It's hard to be a boy, but when it comes to being pressured, girls rule. Yes, girls have more opportunities today, but they're under a triple whammy when it comes to expectations, says Stephen P. Hinshaw, Ph.D., chair of the department of psychology at the University of California, Berkeley, and author of The Triple Bind: Saving Our Teenage Girls From Today's Pressures. Girls today feel they have to be good at:
- All the traditional girl stuff (look pretty, be nice, be popular with boys);
- Most of the traditional guy stuff (be athletic, win awards);
- Conforming to an unrealistic set of standards (doing it all, effortlessly, while still looking great).

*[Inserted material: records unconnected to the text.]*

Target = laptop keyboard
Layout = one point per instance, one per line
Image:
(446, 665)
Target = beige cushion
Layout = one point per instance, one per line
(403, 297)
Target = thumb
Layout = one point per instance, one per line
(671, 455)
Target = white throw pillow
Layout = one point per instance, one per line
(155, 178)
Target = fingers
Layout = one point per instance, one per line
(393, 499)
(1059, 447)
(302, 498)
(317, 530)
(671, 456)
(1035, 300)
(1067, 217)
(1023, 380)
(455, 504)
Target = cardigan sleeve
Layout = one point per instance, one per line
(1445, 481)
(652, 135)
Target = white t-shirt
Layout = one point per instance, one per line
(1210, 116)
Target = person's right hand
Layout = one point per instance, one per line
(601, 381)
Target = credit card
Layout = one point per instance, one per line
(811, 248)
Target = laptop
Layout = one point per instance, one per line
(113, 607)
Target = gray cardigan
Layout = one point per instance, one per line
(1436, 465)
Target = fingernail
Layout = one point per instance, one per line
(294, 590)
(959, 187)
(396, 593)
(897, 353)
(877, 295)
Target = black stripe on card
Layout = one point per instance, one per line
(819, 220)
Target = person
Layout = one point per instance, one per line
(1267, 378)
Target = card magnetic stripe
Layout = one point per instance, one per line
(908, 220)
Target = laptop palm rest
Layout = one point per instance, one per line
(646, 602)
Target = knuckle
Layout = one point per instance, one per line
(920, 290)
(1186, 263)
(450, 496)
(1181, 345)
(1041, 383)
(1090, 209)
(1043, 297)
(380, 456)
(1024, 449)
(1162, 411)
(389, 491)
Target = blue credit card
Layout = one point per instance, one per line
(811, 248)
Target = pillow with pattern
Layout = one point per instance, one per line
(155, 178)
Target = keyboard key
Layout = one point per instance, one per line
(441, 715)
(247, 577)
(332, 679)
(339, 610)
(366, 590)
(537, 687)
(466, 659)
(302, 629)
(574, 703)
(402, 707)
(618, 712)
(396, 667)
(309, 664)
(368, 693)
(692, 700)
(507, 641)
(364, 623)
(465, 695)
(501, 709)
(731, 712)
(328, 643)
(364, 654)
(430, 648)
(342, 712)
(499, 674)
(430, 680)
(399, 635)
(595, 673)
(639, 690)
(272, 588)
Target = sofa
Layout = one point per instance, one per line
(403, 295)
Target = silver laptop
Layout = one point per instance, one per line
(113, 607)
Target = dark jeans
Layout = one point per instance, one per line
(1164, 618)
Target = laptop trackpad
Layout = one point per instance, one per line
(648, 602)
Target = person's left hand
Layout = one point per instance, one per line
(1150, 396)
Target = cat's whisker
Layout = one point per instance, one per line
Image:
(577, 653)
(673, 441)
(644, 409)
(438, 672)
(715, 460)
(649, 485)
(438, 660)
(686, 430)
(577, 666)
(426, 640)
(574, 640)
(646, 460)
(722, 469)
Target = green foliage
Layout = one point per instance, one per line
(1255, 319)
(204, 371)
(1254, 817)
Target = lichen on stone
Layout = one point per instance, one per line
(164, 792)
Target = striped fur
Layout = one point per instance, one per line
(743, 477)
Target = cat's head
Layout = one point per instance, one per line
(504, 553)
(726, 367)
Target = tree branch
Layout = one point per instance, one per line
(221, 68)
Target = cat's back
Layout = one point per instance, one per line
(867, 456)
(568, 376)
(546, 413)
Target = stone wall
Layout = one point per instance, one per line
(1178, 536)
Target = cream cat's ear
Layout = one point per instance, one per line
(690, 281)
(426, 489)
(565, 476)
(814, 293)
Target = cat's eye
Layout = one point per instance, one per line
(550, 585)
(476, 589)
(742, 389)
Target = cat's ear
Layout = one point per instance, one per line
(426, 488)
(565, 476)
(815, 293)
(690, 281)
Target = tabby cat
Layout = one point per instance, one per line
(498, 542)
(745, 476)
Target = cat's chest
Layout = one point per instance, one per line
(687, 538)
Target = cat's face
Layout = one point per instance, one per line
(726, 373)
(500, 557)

Tween girls aren't immune from the pressure. In fact, it's even more confusing for them, says Hinshaw. "Kids under twelve don't have the same perspective as teens, so they're more puzzled by the contradictions. They may think, 'I'm expected to know how to look cute.'" We asked Hinshaw what parents can do:
Remember that family matters. We tend to think that peers trump parents, but that's not true. So eat dinner as a family whenever you can or just hang out. The payoff? It helps her feel more connected, and that's key for strengthening her resilience and self-esteem.
Give her a sense of the wider world "You don't want your daughter to internalize expectations and blame herself for failing to meet them," says Hinshaw. One way to prevent that: Community service. Helping others will build up her sense of empathy and let her know that the outside world is as important as the one at school. Watch what she's watching "One of the problems with the images girls see in the media is they think that's the only reality there is," Hinshaw says. "So ask your tween why she thinks that character is wearing such a short skirt, say. It's a way of keeping her engaged and alternative ideas flowing."